The most recent previous study of elk in Nebraska was published by Husker scientists in 2005 and was limited to the Pine Ridge area. The study concluded that “up to 600 elk could be sustained in the Pine Ridge area without significant impacts to landowners.” Elk, the study said, “shifted home ranges in association with the seasonal availability of agricultural crops, in particular alfalfa, oats and winter wheat.”
Much of the work of this current project, Benson said, will be carried out by graduate student Tabitha Hughes, who will conduct extensive field work, data analysis and scientific writing.
In addition to providing game and parks with “very practical information for local management,” Benson said, it’s important “for us to relate this to the big picture and learn something more broadly about elk and hopefully about animals in general.”
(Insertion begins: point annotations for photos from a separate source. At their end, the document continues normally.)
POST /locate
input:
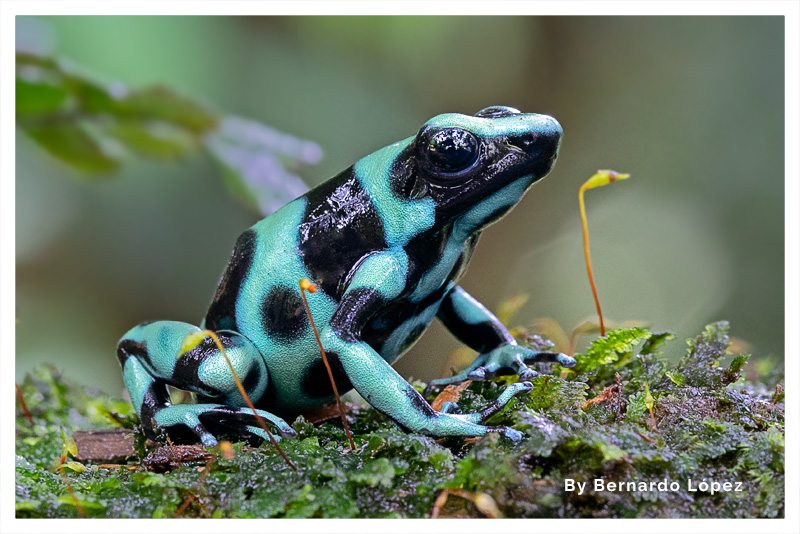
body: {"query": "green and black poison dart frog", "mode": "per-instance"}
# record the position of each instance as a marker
(387, 241)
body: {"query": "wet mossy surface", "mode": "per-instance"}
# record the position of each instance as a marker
(710, 425)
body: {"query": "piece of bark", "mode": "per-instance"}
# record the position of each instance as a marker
(169, 457)
(114, 445)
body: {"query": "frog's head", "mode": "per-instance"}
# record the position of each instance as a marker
(478, 167)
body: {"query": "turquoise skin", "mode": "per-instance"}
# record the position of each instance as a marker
(387, 241)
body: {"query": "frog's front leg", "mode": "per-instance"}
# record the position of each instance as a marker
(154, 355)
(479, 329)
(379, 279)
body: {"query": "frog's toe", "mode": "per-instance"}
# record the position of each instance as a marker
(477, 374)
(258, 432)
(508, 432)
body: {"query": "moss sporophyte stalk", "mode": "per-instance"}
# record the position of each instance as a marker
(714, 428)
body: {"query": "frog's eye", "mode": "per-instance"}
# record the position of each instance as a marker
(452, 149)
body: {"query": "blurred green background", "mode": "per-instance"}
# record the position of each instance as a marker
(692, 107)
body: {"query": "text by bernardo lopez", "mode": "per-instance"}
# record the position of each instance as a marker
(703, 486)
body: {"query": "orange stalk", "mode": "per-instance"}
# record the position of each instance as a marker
(598, 179)
(307, 285)
(261, 422)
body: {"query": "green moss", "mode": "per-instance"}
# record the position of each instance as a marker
(710, 426)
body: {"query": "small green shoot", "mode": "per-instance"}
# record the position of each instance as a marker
(598, 179)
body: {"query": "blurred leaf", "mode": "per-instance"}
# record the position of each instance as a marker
(70, 143)
(153, 139)
(76, 119)
(163, 104)
(33, 97)
(259, 160)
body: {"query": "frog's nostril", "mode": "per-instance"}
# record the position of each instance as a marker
(494, 112)
(528, 139)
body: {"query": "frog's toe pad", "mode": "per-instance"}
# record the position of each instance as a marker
(508, 432)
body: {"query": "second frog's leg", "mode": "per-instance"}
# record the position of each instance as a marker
(164, 353)
(479, 329)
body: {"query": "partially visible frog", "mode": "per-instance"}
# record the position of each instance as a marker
(387, 241)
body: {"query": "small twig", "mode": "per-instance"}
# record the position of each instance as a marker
(307, 285)
(24, 406)
(261, 422)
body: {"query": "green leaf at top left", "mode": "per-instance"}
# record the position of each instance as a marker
(70, 143)
(37, 97)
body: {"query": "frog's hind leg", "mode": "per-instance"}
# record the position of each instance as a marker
(155, 355)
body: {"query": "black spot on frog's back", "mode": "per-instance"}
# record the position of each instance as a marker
(221, 314)
(340, 226)
(283, 315)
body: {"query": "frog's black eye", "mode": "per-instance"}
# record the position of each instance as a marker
(494, 112)
(452, 149)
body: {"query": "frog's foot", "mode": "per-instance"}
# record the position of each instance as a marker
(456, 378)
(515, 358)
(210, 421)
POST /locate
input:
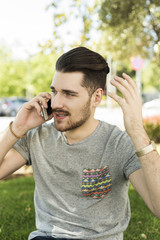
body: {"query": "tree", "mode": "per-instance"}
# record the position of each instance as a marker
(28, 77)
(74, 21)
(130, 27)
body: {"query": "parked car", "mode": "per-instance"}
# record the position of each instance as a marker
(151, 111)
(10, 106)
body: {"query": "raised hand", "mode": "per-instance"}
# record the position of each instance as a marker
(131, 103)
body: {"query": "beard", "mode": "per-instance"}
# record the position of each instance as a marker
(72, 124)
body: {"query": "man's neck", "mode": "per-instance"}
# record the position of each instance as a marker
(82, 132)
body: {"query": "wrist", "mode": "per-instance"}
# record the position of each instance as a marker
(17, 132)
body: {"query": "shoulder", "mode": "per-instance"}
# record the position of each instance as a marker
(114, 135)
(43, 131)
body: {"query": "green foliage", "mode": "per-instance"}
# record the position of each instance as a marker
(151, 78)
(143, 225)
(26, 78)
(81, 13)
(16, 208)
(130, 27)
(153, 131)
(17, 215)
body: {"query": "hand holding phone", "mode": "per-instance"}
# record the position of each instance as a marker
(46, 112)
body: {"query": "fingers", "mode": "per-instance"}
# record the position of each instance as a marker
(126, 86)
(38, 101)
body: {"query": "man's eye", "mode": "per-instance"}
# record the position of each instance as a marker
(54, 92)
(69, 94)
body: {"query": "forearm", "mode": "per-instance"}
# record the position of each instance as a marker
(7, 140)
(150, 163)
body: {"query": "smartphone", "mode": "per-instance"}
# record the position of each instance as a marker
(48, 111)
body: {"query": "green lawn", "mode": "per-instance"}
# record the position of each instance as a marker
(17, 213)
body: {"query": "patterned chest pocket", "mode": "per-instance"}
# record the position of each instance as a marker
(96, 183)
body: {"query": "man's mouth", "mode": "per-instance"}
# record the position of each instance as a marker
(61, 115)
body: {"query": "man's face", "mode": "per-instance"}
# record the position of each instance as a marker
(71, 103)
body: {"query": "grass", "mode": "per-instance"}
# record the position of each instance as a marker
(17, 213)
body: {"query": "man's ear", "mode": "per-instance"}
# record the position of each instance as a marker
(97, 97)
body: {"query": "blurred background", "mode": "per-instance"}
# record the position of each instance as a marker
(34, 33)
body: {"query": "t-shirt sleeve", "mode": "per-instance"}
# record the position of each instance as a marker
(127, 154)
(21, 147)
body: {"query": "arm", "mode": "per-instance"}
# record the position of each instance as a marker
(146, 180)
(27, 118)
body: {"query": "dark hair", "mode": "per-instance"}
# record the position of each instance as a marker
(91, 64)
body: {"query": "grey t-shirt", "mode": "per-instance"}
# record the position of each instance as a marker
(81, 189)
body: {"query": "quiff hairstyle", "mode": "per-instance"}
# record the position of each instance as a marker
(91, 64)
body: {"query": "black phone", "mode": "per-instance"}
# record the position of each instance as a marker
(48, 111)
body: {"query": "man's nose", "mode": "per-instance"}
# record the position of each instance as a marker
(56, 101)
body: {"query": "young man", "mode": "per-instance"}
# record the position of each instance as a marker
(82, 166)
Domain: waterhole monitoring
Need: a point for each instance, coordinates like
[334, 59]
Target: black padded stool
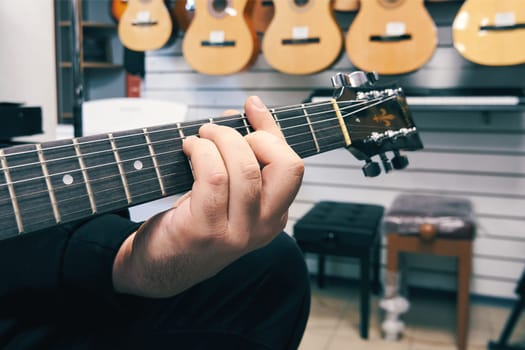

Benson, a native New Englander, has had a wide-ranging career in wildlife ecology studies. His research projects have taken him across the country, studying black bears in Louisiana; the endangered Florida panther in south Florida; moose and their predators in Alaska; mountain lions in California and Nevada; and great white sharks off the Pacific coast.
Most wildlife-study projects involve limiting the research to relatively small, constrained geographic areas. This new project is especially encouraging, Benson said, because it provides the chance to look at elk dynamics across the entire state.
“It’s an exciting opportunity to think about these ecological questions on such a big scale,” he said.
“Generally when we think about elk, we think about them in the Rocky Mountains and probably other places. I think it’s going to be pretty interesting to see how they live in this prairie, agricultural landscape that we have here in the northern Great Plains.”